Restano nel mirino degli inquirenti ancora i conti della coppia dopo la segnalazione arrivata dalla Francia alla procura Vallese. Un informatore, in forma anonima, aveva riferito che una carta di credito Revolut era stata inviata a Jessica. La carta non aveva limiti di spesa, cosa che aveva indotto l’informatore a sospettare un possibile collegamento con il riciclaggio di denaro. Un altro dettaglio emerso ieri è sulle bottiglie di champagne con le fontane luminose che avrebbero generato l’incendio. La dipendente Cyanne Panine, poi deceduta, con le fiaccole sulle spalle di un collega è stata indicata come colei che avrebbe inconsapevolmente generato il rogo. Il corteo pirotecnico non sarebbe stato un’iniziativa «spontanea» dei giovani camerieri, ma una pratica dettagliatamente organizzata dalla stessa titolare.

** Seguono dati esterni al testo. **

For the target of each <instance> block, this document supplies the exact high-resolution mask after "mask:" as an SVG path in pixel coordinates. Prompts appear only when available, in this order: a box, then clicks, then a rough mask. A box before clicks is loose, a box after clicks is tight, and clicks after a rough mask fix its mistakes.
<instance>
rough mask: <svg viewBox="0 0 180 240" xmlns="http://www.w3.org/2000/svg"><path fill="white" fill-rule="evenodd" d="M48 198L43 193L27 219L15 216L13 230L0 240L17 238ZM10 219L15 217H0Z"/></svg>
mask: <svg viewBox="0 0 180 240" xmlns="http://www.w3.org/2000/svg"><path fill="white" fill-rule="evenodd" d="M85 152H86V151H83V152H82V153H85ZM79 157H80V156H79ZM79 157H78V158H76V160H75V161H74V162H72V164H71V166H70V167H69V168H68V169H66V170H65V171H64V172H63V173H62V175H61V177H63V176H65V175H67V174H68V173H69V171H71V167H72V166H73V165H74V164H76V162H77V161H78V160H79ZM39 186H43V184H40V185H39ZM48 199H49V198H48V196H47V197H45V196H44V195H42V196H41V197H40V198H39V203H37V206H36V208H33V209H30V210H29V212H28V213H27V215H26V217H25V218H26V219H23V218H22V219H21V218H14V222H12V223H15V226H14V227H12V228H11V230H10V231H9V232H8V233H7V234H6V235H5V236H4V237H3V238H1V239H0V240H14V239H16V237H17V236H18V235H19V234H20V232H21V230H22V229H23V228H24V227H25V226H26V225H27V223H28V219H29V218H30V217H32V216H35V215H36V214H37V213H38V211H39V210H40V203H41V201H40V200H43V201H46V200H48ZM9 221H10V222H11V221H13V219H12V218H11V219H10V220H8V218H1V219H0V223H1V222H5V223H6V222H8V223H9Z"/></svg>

Durante l’interrogatorio sono stati fatti sentire degli audio tratti da una chat di Whatsapp in cui la titolare dà precise istruzioni ai camerieri sulla coreografia: «avrei gradito si facesse» o «potreste farlo». Poi: «Attenzione alle candele perché, se finiscono sulla schiuma, possono bruciare il Constellation». Questi documenti contrastano con la versione sempre sostenuta dagli imprenditori francesi. «Non abbiamo mai obbligato nessuno», ha ribadito la donna. «Era una consuetudine ma quando si svolgeva la sfilata c’erano sempre due camerieri che erano preparati a gestire la situazione», si è difesa la Moretti. Per l’avvocato Romain Jordan quella di ieri è stata «l’ultima occasione che la coppia Moretti aveva per dare risposte alle vittime su tutti i punti che restano oscuri o nebulosi».